Firstly, I must say how metropolitan it makes me feel to be considered part of a north london eurovision collective. Since I live the life of a provincial humbug in Cambridge, the title makes me feel like a ryanair airport. The rustlings of pseudonews regarding semi-quarter-pre-pre-prequalifiers announce that the silly season is about to begin. This is generally bad news for my professional life, home life and personal hygiene as what free moments i can muster shall be spent readjusting whatever frame of reference of musical taste that i ever claimed to have had to listen to 150 ukranian qualifiers for the organisers to choose something that wasn't amongst them in the first place. I'm still bitter about that.

However, certain early birds have caught even me by surprise. From the brink of allowing loca boca choca the to resound forever in our innocent ears as their second and final contribution to our favourite festival of european haute-culture, imminent withdrawl suddenly turned into a national final, with three songs shortlisted that would have got Pat Kenny's formaldehyde imbued toes tapping. Whilst i strongly advocated the return of Zdob si zdub with space cowbow, seasoned performers with a perfect blend of ethnokitsch with just enough of a twist of hip-hop to stand out from the crowd, the moldovans begged to differ and opted for Natalia Barbu, telling us to "fight". Judging by the cut of her, i wouldn't be up for it. After the mortal sin that was that song-that-shall-not-be-named (ok, i already did about 8 lines ago) I braced myself for the worst. However, if "fight" was in the irish final, i would actually have been delighted. It is a decent, well produced, totally unoriginal but very commercial offering which owes more than a few quid to Evanescence. OK, the lyrics are naff and gramatically questionable (Never let nobody in, and step right on your dream) but who's checking? A favourable draw and good performance could see this qualify.
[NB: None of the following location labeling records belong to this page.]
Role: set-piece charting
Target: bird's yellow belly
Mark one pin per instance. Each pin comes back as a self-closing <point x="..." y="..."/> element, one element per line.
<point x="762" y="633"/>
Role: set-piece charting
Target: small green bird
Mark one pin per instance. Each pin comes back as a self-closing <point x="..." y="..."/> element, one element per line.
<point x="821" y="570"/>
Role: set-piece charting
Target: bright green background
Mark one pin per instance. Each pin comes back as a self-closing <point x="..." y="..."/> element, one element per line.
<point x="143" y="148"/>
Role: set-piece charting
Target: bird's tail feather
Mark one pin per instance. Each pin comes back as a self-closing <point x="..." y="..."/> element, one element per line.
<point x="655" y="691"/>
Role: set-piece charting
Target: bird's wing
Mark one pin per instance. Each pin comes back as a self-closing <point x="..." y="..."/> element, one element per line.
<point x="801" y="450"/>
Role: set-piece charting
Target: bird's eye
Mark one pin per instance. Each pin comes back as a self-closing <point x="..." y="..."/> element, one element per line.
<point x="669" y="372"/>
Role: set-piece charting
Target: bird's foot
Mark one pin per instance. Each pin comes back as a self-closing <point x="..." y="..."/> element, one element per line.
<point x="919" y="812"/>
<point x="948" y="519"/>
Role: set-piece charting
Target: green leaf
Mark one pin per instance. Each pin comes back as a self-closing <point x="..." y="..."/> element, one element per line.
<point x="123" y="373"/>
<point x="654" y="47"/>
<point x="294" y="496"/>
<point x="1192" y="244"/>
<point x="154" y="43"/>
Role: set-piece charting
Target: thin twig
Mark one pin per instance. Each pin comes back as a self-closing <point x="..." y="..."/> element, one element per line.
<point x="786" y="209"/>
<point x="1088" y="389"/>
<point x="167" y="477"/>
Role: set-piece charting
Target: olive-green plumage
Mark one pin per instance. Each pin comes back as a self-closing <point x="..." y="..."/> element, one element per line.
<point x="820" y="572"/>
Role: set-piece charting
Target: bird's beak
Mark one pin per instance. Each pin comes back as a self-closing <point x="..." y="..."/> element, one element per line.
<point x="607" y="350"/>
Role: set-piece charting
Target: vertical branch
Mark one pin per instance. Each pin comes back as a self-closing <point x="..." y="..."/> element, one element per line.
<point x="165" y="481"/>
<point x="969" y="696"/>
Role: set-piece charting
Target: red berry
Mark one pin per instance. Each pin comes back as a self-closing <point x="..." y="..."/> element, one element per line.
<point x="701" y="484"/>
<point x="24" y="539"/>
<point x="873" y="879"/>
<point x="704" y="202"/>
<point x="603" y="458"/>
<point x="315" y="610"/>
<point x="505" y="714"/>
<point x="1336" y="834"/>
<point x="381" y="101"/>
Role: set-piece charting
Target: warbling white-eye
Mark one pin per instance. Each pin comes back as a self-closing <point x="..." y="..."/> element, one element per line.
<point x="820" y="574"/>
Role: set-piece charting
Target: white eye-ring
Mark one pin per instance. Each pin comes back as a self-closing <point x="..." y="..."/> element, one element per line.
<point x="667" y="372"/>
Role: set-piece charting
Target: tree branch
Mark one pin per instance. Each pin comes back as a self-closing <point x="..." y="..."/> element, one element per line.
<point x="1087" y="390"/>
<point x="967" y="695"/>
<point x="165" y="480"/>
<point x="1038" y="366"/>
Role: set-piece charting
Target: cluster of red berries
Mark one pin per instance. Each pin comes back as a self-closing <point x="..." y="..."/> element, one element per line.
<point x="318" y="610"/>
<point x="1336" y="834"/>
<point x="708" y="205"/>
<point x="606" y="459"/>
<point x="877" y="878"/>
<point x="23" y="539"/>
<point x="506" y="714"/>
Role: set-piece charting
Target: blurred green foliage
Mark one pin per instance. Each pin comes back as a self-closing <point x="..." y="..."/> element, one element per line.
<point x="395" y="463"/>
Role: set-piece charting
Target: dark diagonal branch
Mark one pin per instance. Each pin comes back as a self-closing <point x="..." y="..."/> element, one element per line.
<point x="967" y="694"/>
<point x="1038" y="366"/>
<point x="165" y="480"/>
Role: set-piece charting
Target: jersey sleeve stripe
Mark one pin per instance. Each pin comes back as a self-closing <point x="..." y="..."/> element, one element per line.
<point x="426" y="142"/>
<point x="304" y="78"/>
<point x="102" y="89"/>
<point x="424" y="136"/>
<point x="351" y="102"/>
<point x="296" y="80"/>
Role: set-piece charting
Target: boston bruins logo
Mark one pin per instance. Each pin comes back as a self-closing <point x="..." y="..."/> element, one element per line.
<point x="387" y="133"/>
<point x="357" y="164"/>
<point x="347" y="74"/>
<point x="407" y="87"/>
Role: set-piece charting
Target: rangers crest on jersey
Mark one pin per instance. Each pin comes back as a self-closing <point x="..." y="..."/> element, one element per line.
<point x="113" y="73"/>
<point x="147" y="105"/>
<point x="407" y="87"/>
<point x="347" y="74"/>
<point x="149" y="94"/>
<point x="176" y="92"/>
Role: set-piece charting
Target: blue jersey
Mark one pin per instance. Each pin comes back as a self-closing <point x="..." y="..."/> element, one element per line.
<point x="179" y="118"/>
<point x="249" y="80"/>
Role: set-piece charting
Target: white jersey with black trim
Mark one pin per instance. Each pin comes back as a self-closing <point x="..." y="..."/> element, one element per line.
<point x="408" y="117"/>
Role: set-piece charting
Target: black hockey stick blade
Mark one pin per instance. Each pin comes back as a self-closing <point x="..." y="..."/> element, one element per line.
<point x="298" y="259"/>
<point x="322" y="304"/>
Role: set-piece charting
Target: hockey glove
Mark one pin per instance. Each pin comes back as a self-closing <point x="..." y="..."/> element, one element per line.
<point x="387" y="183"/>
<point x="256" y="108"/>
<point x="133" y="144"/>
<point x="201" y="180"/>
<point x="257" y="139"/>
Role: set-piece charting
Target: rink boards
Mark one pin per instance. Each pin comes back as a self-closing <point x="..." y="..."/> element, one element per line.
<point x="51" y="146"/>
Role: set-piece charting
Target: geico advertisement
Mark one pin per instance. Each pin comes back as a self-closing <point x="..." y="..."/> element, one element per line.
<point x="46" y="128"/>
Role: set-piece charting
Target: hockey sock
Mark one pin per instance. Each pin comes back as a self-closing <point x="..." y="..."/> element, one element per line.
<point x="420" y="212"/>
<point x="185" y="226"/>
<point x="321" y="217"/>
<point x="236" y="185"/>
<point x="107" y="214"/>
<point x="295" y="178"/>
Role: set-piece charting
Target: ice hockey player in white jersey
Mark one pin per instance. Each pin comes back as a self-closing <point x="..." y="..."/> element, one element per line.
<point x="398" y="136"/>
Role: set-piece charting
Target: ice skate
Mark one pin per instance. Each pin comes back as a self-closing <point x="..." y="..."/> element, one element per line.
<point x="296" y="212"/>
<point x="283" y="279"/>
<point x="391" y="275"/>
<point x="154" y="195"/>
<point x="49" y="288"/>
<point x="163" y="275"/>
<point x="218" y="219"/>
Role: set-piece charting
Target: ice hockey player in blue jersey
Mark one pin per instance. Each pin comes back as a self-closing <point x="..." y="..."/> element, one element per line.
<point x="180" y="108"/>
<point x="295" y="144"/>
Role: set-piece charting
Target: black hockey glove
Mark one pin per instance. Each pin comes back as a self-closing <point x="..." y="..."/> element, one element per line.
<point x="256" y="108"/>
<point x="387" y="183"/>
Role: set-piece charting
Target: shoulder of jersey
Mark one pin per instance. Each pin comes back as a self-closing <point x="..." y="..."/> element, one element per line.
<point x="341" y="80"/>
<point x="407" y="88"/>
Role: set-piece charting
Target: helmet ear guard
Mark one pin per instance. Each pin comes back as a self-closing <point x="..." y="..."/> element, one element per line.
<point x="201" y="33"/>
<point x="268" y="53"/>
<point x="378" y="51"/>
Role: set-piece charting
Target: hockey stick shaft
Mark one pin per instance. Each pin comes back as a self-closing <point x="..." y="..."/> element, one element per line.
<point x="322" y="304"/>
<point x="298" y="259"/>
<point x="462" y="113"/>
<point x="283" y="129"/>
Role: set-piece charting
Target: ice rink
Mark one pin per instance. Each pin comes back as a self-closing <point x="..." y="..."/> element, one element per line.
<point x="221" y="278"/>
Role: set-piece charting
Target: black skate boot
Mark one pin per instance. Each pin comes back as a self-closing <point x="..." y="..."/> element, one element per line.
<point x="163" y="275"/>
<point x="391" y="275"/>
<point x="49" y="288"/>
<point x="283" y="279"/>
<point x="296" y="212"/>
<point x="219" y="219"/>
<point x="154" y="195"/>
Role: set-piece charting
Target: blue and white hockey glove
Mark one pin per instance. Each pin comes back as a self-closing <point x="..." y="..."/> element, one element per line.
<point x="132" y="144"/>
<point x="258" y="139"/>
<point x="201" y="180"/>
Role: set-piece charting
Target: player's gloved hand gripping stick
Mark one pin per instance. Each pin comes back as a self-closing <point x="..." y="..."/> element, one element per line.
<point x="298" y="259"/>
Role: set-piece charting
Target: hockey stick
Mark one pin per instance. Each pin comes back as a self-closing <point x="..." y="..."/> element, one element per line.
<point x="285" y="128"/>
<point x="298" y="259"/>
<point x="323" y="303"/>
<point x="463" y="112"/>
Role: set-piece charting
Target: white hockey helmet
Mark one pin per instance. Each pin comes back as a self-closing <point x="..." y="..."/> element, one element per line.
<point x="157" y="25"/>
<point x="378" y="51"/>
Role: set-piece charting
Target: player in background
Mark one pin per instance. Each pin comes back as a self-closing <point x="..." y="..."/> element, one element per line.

Albania were pipped at the post by Natalia, but the now traditional early birds still got their song picked and aired (and hung out to dry if the reactions on esctoday are anything to go by) before christmas. It seems a long time since little Anjeza Shahini tottered across their national final stage in silence to announce "menyemenyah" to rapturous applause before treating her audience to the original albanian version of her song, "you are the bum". In contrast, this year's entry seems to have been savaged in most quarters. I actually quite like it, particularly the haweeyawee intro which then gives way to an impassioned, if rather pained performance. It has a earnestness about it which many of todays eurohits (oh what a difference a letter can make) seem to lack, yet diaspora voting aside, i can't see this making the grade for the final. Unless of course, the performers defect to FYR Macedonia; but then again if i represented them by eating my own head live on stage whilst beating a saucepan, i'd be in the eurovision final too.